Ryerson archery club taking aim

The Ryerson archery club is up and running and students can now learn to channel their inner Legolas or Katniss Everdeen without the fear of taking someone’s eye out.

Samson Wong, a second-year industrial engineering student, originally brought up the idea for the club last January in a thread on the Ryerson section of Reddit.

“There’s definitely more membership than we expected,” Wong says. “We actually have to stop accepting new members.”

When he submitted his proposal to the athletics co-ordinator, Wong discovered that another student at the time, engineering student Jodh Anandjit, was also interested in starting an archery club.

They worked together to make it happen.

“We got to know each other, we got to know more about the community,” Wong says. “We started a Facebook page and posted posters. … That way we could show the funding committee that there is (a) community that wants this and prove to them that it can be successful.”

Randy Pipher, the intramural clubs co-ordinator, says he was surprised by the amount of interest.

“I knew there was interest but I didn’t expect it to be quite this overwhelming,” Pipher says. “We initially thought there would be 20 or 30 people but we had 50 sign up in the first week.”

For safety and proper instruction purposes signups are closed for now.

Archers of any skill can take aim at the club, which occupies the Kerr Hall West lower gym three days a week. Wong says there is no experience necessary.
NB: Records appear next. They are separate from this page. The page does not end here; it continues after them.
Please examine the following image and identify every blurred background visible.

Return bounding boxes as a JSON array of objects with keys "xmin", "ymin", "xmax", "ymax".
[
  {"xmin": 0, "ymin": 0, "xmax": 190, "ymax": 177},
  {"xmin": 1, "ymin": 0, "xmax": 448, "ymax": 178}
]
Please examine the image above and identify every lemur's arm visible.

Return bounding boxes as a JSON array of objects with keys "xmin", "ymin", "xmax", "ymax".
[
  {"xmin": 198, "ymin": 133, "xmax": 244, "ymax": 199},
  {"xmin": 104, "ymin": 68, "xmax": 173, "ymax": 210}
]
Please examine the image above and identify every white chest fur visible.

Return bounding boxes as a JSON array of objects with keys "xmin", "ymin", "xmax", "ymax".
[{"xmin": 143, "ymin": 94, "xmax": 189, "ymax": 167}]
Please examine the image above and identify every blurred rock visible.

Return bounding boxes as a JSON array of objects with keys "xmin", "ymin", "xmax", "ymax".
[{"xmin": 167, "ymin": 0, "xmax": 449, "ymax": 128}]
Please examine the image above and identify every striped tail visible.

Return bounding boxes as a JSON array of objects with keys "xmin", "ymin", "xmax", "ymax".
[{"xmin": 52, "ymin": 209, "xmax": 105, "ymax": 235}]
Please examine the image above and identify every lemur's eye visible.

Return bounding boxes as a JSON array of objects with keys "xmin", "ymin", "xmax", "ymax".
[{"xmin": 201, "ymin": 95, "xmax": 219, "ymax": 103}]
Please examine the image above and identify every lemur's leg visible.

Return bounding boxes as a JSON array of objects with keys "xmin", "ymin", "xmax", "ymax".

They teach new members and give enthusiasts a place to try their craft in the winter.

Jimmy Kang, who shoots at a range near the Ontario Science Centre, was asked to coach the club in the fall. Wong says they chose him because his curriculum best fit teaching archers of all abilities.

Having a place to practise at Ryerson alleviates the need to travel elsewhere to do so. Ranges are few and far between due to a lack of archers.

Arash Mouahedi, a second-year student, says the sport is hard to get into because of barriers like price and safety.

“People see someone with a bow and think they are dangerous,” says Mouahedi. But he insists it’s safe.

Composite bows fully collapse into different pieces: the riser, two limbs and the string. More expensive professional bows have stabilizers.

To purchase these pieces can cost a hefty amount. Risers alone can go for upwards of $300, and a professional setup can go for more than double that.

The archery club costs $45 for members of the Mattamy Athletic Centre and Recreation and Athletics Centre. It costs $60 for non-members. The option to attend a one-time $10 session was closed due to high enrolment.

The university provides equipment but members are welcome to bring their own.

The club operates on Mondays from 4 to 7 p.m., and on Wednesdays and Thursdays from 4 to 6 p.m.

Pipher is optimistic about the club’s future.

“We’re still new to it as well, but we’re weighing the positives and negatives with all our clubs right now and who knows, maybe in the future archery could expand,” he said.